Opinion
August 12, 1996
In an action to foreclose a mortgage, the defendant Marie Gkanios appeals, as limited by her brief, (1) from so much of an order of the Supreme Court, Putnam County (Hillery, J.), dated December 21, 1993, as denied the branch of her motion which was to dismiss the action as abandoned pursuant to CPLR 3215 (c), (2) from so much of an order of the same court dated February 3, 1994, as denied the branch of her motion which was in effect to reargue the branch of her prior motion which was to dismiss the action as abandoned, (3) from so much of an order of the same court dated June 30, 1994, as, upon reargument, adhered to the prior determination in the order dated December 21, 1993, denying the branch of her motion which was to dismiss the action as abandoned, and (4) from an order of the same court dated August 17, 1994, which denied her motion to reargue.

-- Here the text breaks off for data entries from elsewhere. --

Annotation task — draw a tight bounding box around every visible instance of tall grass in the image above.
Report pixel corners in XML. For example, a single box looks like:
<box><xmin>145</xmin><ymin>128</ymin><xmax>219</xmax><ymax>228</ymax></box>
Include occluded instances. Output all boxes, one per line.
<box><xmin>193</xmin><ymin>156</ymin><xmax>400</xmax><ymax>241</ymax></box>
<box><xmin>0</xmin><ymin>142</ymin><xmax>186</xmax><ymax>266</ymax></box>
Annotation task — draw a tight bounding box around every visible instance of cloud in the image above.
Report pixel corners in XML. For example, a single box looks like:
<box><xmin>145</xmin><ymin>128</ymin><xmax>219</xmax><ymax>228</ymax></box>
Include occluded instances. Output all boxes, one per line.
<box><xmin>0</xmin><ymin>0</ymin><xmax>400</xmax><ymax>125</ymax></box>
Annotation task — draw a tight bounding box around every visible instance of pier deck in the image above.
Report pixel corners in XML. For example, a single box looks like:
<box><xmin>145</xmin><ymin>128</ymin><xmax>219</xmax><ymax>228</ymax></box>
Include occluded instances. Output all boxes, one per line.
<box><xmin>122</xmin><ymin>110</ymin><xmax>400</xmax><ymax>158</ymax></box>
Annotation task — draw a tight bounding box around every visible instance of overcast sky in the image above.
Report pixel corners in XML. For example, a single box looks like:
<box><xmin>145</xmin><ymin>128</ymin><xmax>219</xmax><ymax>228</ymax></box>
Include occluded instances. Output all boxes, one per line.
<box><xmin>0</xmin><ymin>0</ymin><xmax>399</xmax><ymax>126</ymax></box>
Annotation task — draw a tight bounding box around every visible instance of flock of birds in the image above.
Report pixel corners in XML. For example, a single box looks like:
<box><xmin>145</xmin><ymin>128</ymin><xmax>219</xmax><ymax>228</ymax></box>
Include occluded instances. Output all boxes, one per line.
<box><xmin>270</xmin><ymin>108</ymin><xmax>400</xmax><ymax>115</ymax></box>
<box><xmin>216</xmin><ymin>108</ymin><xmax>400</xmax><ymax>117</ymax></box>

Ordered that the appeals from the orders dated February 3, 1994, and August 17, 1994, are dismissed, as no appeal lies from an order denying reargument; and it is further
Ordered that the appeal from the order dated December 21, 1993 is dismissed, as that order was superseded by the order dated June 30, 1994, made upon reargument; and it is further
Ordered that the order dated June 30, 1994 is affirmed insofar as appealed from; and it is further
Ordered that the plaintiff is awarded one bill of costs.
The Supreme Court properly denied the appellant's motion to dismiss the action as abandoned pursuant to CPLR 3215 (c) since the plaintiff initiated proceedings for entry of a default judgment within one year of the appellant's default. The plaintiff moved for the appointment of a Referee to compute the amount due on the mortgage, a preliminary step towards obtaining a judgment of foreclosure ( see, RPAPL 1321; 15 Carmody-Wait 2d, Mortgage Foreclosure, § 92:188). Contrary to the appellant's contention, the court was not required to dismiss the action because the proceedings for entry of a default judgment were not concluded within one year of her default ( see, 4 Weinstein-Korn-Miller, N Y Civ Prac ¶ 3215.14).
Moreover, it is clear from this record that the plaintiff did not abandon the action ( see, e.g., Patterson v Patterson, 220 A.D.2d 731; Ingenito v Grumman Corp., 192 A.D.2d 509; BykChemie GmbH v Efka Chems., 161 A.D.2d 196). The delay in obtaining a report by the Referee and a judgment of foreclosure was the result of numerous applications to the court by the appellant.
We have not considered those issues raised by the appellant which are not properly before the Court on this appeal. Thompson, J.P., Copertino, Krausman and Florio, JJ., concur.